# How do I rekindle a 19 marriage



## slyr (Oct 10, 2012)

Have been separated from my wife of 19yrs for the past 8 months, in which time I fell in love (lust, infatuation?) with another woman. There was some infidelity on the wife's side a few years ago which I thought I was over. I broke it off with the other woman a month ago with no contact to try and save my family and marriage. It's been very hard, miss the OW. I have moved back in with the wife and we are going to marriage counseling in a few days. I am not attracted to my wife but I do love and care about her, she has been my friend for a long time and the mother of my 2 children. How do I go about rekindling some kind of attraction, sexual feelings for her? I'm sure MC will point us in the direction. She has been trying, dressing up, makeup, sexy clothes etc. but it just isn't there, which makes her sad that I don't want her. It's like something died inside me. I had great sex with the OW. It was new, I know. I wish I did feel that way for my wife, it would make my life, and her's, so much easier. Advice?


----------



## Hope1964 (Sep 26, 2011)

What was the situation while you were separated - did you guys agree seeing other people was ok?


----------



## slyr (Oct 10, 2012)

I asked for the separation, which had been impending for a while, she didn't want it. She was seeing some other guys basically to try and get over me, and because I was seeing OW. She was jealous. I was OK with that as I was really done and was going to file for divorce. I decided 19yrs deserved a chance to see. Besides I shouldn't be with someone even if we did wind up divorcing, I wouldn't be healed yet and not good for anyone relationship wise....me either.


----------



## cub!chy (May 7, 2012)

Do you know who your wife, is, truly is, not what you and family or others want her to be? I recently saw a Law&Order episode that blew my mind, upper class couple, husband had no idea who the wife was or all the stuff she was in. I went digging and wow, what i found in mine. Its like she is a new person to me now, as we shared all kinds of stuff, she told me i wouldn't like who she was. I dug and dug until i got it all, all her thoughts and desires. She is way out there, like BDSM, and all kinds of crazy stuff, well, i told her we would do it all together. She loved it and felt relevied, we have gotten so close sinse the, we are 13 years married, with 3 kids under 6. Its not easy, but as long as we are together. I am HD, but vanilla, she is a freak, but i juts found out, does it scare me no, shes my wife and is what it is. This is the kind of stuff that leads ti cheating and loosing each other. Not only do i love and care for her, but i know who she truly is and we do it all together. Hope this helps your situation some, hang in there, do to your wife what you did with the OW, dress her up, get her drunk, go on dates, open your hearts, the passion si there, find it, 19 years is a-lot to loose for a new vagina!


----------



## Hope1964 (Sep 26, 2011)

So you're done with the marriage, you leave her and take up with OW, your wife gets mad about that and has a revenge relationship, then you decide to get back together.
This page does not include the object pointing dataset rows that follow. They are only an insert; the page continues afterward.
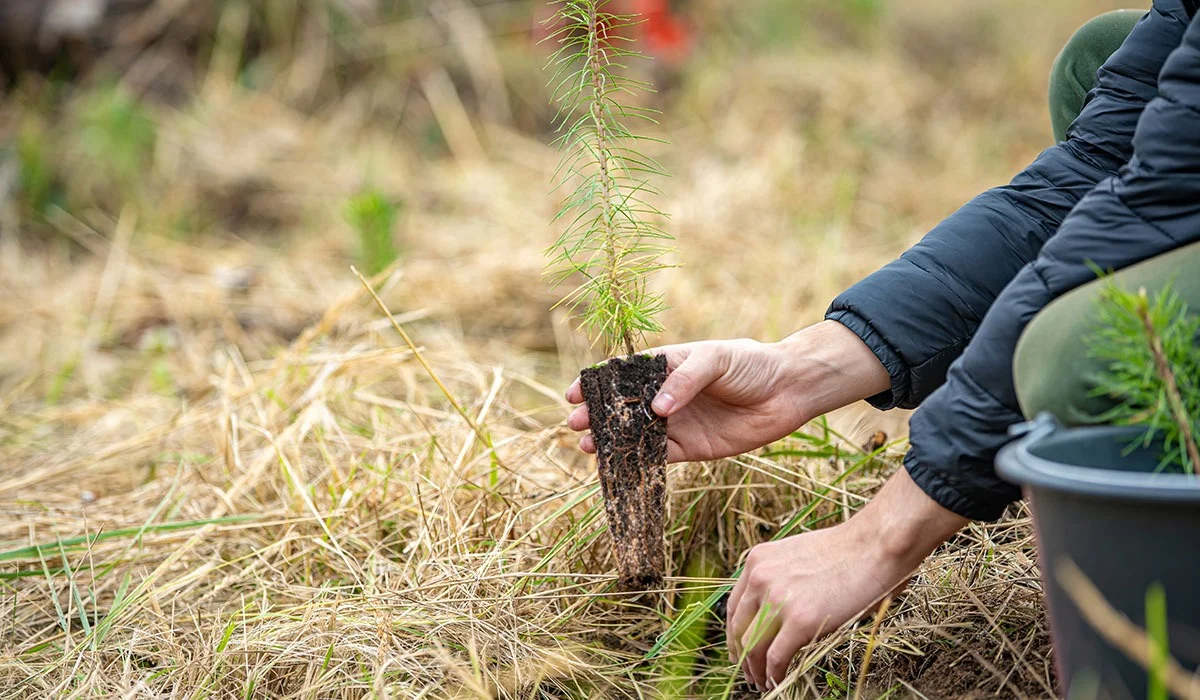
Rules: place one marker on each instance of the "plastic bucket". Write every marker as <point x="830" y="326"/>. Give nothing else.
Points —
<point x="1126" y="527"/>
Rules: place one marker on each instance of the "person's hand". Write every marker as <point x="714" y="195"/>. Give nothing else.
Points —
<point x="795" y="590"/>
<point x="729" y="396"/>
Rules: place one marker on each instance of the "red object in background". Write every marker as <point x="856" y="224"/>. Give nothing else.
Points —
<point x="665" y="35"/>
<point x="659" y="34"/>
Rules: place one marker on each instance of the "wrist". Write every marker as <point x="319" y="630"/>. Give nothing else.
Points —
<point x="904" y="524"/>
<point x="827" y="366"/>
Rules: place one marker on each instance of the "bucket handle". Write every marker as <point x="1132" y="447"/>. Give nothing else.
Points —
<point x="1043" y="425"/>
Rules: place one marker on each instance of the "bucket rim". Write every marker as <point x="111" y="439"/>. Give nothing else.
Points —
<point x="1017" y="464"/>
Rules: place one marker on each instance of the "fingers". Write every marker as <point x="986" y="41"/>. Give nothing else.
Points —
<point x="676" y="453"/>
<point x="783" y="650"/>
<point x="739" y="622"/>
<point x="757" y="639"/>
<point x="579" y="419"/>
<point x="693" y="376"/>
<point x="731" y="609"/>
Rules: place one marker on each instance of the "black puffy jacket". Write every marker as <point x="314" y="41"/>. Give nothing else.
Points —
<point x="945" y="317"/>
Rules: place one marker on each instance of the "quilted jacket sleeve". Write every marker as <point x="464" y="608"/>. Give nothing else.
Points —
<point x="1150" y="208"/>
<point x="921" y="311"/>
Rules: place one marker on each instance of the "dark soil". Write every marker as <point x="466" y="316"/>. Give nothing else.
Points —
<point x="631" y="448"/>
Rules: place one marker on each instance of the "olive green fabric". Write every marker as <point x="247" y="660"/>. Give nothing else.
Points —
<point x="1074" y="71"/>
<point x="1051" y="366"/>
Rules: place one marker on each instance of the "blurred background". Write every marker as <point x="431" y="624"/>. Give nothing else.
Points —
<point x="225" y="161"/>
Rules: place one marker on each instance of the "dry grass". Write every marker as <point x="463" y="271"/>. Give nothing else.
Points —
<point x="225" y="476"/>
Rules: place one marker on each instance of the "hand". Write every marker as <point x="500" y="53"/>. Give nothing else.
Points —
<point x="729" y="396"/>
<point x="795" y="590"/>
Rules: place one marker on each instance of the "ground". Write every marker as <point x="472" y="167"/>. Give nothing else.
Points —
<point x="226" y="474"/>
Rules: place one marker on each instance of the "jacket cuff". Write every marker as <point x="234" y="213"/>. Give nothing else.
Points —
<point x="897" y="369"/>
<point x="943" y="489"/>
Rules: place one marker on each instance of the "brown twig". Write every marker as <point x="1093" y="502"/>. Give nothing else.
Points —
<point x="1120" y="632"/>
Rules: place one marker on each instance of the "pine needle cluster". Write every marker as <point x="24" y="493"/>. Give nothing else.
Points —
<point x="1153" y="369"/>
<point x="612" y="240"/>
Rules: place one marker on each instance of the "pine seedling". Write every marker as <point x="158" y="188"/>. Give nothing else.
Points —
<point x="1153" y="369"/>
<point x="373" y="219"/>
<point x="611" y="238"/>
<point x="611" y="241"/>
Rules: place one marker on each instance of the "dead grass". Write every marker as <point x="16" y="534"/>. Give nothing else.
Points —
<point x="225" y="476"/>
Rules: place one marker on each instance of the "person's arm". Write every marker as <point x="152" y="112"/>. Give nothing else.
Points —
<point x="1151" y="208"/>
<point x="729" y="396"/>
<point x="921" y="311"/>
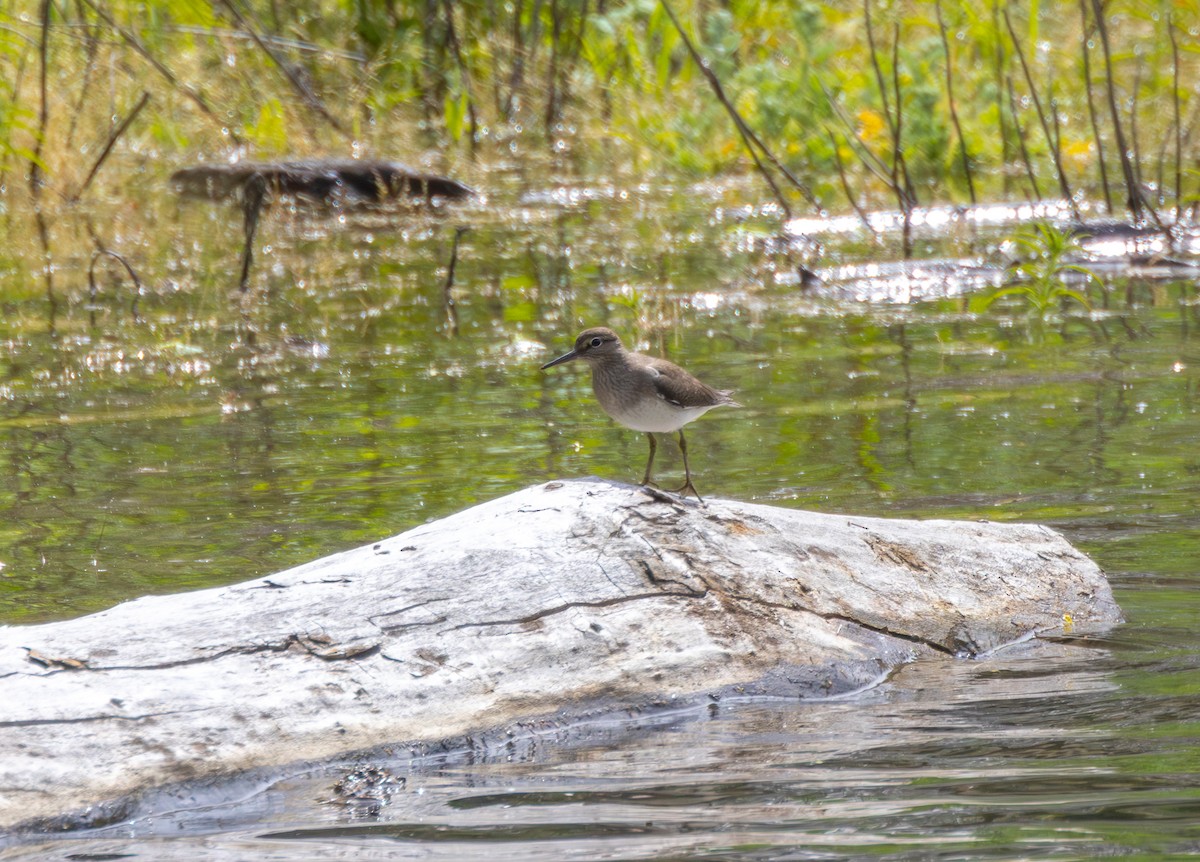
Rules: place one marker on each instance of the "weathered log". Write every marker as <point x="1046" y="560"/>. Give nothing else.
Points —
<point x="324" y="180"/>
<point x="555" y="599"/>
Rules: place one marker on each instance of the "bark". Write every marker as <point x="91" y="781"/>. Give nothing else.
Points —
<point x="552" y="600"/>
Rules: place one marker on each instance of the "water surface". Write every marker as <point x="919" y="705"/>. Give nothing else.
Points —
<point x="204" y="438"/>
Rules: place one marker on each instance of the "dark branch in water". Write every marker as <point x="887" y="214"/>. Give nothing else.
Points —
<point x="463" y="73"/>
<point x="133" y="42"/>
<point x="299" y="85"/>
<point x="101" y="251"/>
<point x="448" y="288"/>
<point x="1179" y="124"/>
<point x="1051" y="142"/>
<point x="748" y="136"/>
<point x="999" y="70"/>
<point x="1091" y="108"/>
<point x="865" y="155"/>
<point x="108" y="148"/>
<point x="1020" y="138"/>
<point x="954" y="111"/>
<point x="898" y="180"/>
<point x="845" y="183"/>
<point x="43" y="114"/>
<point x="1135" y="202"/>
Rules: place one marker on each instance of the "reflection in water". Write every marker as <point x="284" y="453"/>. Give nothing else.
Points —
<point x="1032" y="750"/>
<point x="215" y="438"/>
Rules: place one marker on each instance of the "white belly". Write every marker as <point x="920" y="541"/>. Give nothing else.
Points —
<point x="654" y="414"/>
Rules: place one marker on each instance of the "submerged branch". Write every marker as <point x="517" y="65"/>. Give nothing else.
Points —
<point x="108" y="147"/>
<point x="191" y="94"/>
<point x="1051" y="142"/>
<point x="949" y="95"/>
<point x="748" y="136"/>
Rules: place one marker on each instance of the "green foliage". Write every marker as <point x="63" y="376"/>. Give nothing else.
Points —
<point x="1042" y="276"/>
<point x="406" y="75"/>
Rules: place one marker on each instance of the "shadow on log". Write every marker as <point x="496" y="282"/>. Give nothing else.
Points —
<point x="319" y="184"/>
<point x="558" y="599"/>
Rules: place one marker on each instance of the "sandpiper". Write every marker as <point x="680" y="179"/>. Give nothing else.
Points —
<point x="643" y="393"/>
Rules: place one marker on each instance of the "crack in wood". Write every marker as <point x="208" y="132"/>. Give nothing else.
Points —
<point x="375" y="617"/>
<point x="844" y="618"/>
<point x="102" y="717"/>
<point x="573" y="605"/>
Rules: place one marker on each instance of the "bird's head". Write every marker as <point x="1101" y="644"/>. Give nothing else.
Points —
<point x="592" y="346"/>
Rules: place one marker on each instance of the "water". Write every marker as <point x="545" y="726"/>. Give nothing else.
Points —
<point x="207" y="440"/>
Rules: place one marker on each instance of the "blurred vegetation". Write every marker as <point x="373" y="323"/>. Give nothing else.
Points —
<point x="873" y="103"/>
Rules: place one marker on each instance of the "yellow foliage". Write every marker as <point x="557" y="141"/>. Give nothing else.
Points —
<point x="870" y="124"/>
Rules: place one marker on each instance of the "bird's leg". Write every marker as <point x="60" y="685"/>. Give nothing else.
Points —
<point x="687" y="473"/>
<point x="649" y="461"/>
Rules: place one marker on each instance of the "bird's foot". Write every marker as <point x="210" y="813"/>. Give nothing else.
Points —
<point x="688" y="486"/>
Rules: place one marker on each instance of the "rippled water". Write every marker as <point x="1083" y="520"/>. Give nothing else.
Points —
<point x="207" y="440"/>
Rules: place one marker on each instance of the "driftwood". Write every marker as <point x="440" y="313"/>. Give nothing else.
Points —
<point x="319" y="181"/>
<point x="327" y="183"/>
<point x="552" y="600"/>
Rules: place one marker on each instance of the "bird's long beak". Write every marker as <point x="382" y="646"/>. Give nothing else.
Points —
<point x="564" y="358"/>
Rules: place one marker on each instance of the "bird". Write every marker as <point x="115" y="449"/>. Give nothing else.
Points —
<point x="645" y="393"/>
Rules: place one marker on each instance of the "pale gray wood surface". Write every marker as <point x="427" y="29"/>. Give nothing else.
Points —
<point x="547" y="600"/>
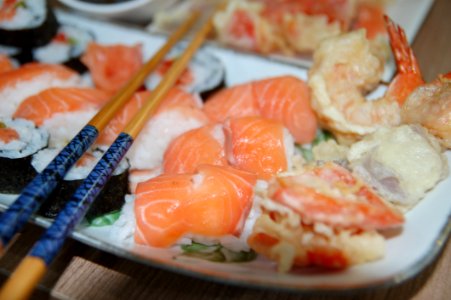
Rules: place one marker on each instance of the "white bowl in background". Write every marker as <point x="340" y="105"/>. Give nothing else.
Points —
<point x="128" y="10"/>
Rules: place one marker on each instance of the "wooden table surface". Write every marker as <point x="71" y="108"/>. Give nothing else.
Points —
<point x="81" y="272"/>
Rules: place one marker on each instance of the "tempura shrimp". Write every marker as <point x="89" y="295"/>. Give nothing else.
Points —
<point x="345" y="69"/>
<point x="322" y="216"/>
<point x="430" y="106"/>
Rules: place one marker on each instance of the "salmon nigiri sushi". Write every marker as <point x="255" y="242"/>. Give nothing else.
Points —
<point x="6" y="64"/>
<point x="285" y="99"/>
<point x="258" y="145"/>
<point x="213" y="202"/>
<point x="177" y="113"/>
<point x="30" y="79"/>
<point x="204" y="145"/>
<point x="62" y="111"/>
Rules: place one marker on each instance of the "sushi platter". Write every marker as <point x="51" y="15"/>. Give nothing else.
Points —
<point x="408" y="250"/>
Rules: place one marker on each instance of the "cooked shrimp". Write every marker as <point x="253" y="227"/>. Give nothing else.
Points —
<point x="345" y="68"/>
<point x="322" y="216"/>
<point x="430" y="106"/>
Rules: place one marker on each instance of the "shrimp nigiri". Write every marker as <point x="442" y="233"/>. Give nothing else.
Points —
<point x="46" y="104"/>
<point x="178" y="112"/>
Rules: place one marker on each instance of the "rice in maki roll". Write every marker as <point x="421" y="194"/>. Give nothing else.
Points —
<point x="19" y="140"/>
<point x="109" y="200"/>
<point x="204" y="75"/>
<point x="26" y="23"/>
<point x="66" y="48"/>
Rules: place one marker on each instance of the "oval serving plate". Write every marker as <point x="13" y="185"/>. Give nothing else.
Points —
<point x="426" y="229"/>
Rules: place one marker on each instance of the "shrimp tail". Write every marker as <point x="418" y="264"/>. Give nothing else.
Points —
<point x="408" y="75"/>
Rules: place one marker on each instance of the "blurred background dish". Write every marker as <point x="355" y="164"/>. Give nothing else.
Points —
<point x="126" y="10"/>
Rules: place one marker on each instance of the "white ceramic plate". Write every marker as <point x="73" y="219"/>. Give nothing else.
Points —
<point x="423" y="235"/>
<point x="410" y="14"/>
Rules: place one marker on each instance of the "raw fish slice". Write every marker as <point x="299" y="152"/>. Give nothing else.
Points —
<point x="168" y="123"/>
<point x="287" y="99"/>
<point x="213" y="202"/>
<point x="257" y="145"/>
<point x="30" y="79"/>
<point x="203" y="145"/>
<point x="236" y="101"/>
<point x="46" y="104"/>
<point x="221" y="201"/>
<point x="111" y="66"/>
<point x="175" y="97"/>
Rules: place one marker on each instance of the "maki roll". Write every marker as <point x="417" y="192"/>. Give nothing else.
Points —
<point x="26" y="23"/>
<point x="66" y="48"/>
<point x="110" y="199"/>
<point x="19" y="140"/>
<point x="18" y="55"/>
<point x="204" y="74"/>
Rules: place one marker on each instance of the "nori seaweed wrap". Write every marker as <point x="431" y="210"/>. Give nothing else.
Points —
<point x="110" y="199"/>
<point x="19" y="140"/>
<point x="204" y="75"/>
<point x="65" y="48"/>
<point x="31" y="23"/>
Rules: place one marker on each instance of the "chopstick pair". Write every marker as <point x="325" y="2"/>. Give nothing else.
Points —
<point x="34" y="194"/>
<point x="29" y="272"/>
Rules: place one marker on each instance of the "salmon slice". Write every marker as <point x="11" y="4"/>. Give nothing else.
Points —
<point x="204" y="145"/>
<point x="330" y="194"/>
<point x="175" y="97"/>
<point x="237" y="101"/>
<point x="111" y="66"/>
<point x="256" y="145"/>
<point x="17" y="85"/>
<point x="213" y="202"/>
<point x="285" y="99"/>
<point x="43" y="106"/>
<point x="5" y="64"/>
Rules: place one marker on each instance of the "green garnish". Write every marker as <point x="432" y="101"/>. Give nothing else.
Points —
<point x="217" y="253"/>
<point x="105" y="220"/>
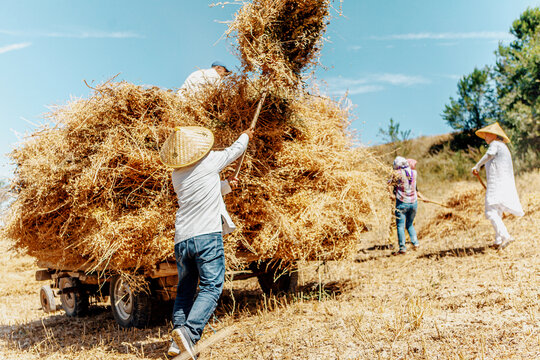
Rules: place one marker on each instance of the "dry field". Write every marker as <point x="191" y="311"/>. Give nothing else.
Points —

Why do you want to get back together?


----------



## KathyBatesel (Apr 26, 2012)

I'm wondering that too. 

I wrote about the "after all those years" phenomenon in Stay In Love After All Those Years. You may find some of my tips there useful, though I'm not sure how useful they'll be when you aren't giving your loyalty to your wife but instead, to the memory of OW.


----------



## slyr (Oct 10, 2012)

I agree, which is why I'm here at this juncture. We do know each other, better than anyone else, which sometimes I think is the problem. Married young, rebounds, 2 kids, very different but stuck through it, even when her mom was diagnosed w/ terminal lung cancer and she went off the deep end (which is when the affair happened). I'm Mr. Mom, extroverted, emotional, affectionate. She is less affectionate, introverted, not domestic, not in touch with her feelings (although much better since the separation and IC). She had been verbally abusive, unappreciative and didn't respect me. I know it takes 2, I know I played my own part (allowing for things, not sticking up for myself). She agrees with all I have said she did and how she was and has worked on changing some of her ways, which is why I am willing to give it a try. Thanks for your advice.


----------



## slyr (Oct 10, 2012)

Well I wasn't mad about the revenge relationship, it wasn't really a relationship, but sex. I read a lot of statistics. Couples that have rushed into divorce and a lot of them, several years later, wishing they had tried harder and gone to MC. And others who were in my same boat that DID stay and try and came out the other end happier and more fulfilled. AND.... I love her. I just didn't like how she was treating me, behaving. Especially after I took her back after the affair with promises of making it up to me. Granted she had since been to IC and on meds for depression. I psycho-analyze everything, to a fault. Like I said, 19 yrs was too long to just throw away without making sure. And as for keeping a memory of OW, I know I have to let her go completely for it to work, but when you fall for someone and get a feeling you don't remember having, or are just made to feel like you are amazing again, it's like a drug, it feels good. It probably could've been anybody who was giving me what I wasn't getting. I am adult enough to know that THAT feeling would go Bye-Bye eventually as well, honeymoon period. Now that I have given it up for what I believe to be the right thing to do, doesn't mean that you don't go through certain withdrawls, especially if you really cared about them. Just saying it's been hard but I know it's the right decision.


----------



## indiecat (Sep 24, 2012)

You saw the OW a month ago? I've read it takes 3 months min. go get over someone.
Affair sex is hard to forget, but it's a' fantasy' and it would fade into routine sex eventually in most cases if you got together on a permanent basis.
Don't stay with your wife if you don't love her in all ways, you do neither of you any favors by staying if you aren't happy. Maybe give it a year and see how you feel then.


----------



## slyr (Oct 10, 2012)

BTW my wife, at this point, post IC, tells me I did the right thing by leaving as we were arguing and generally not getting along, or happy in front of the kids. 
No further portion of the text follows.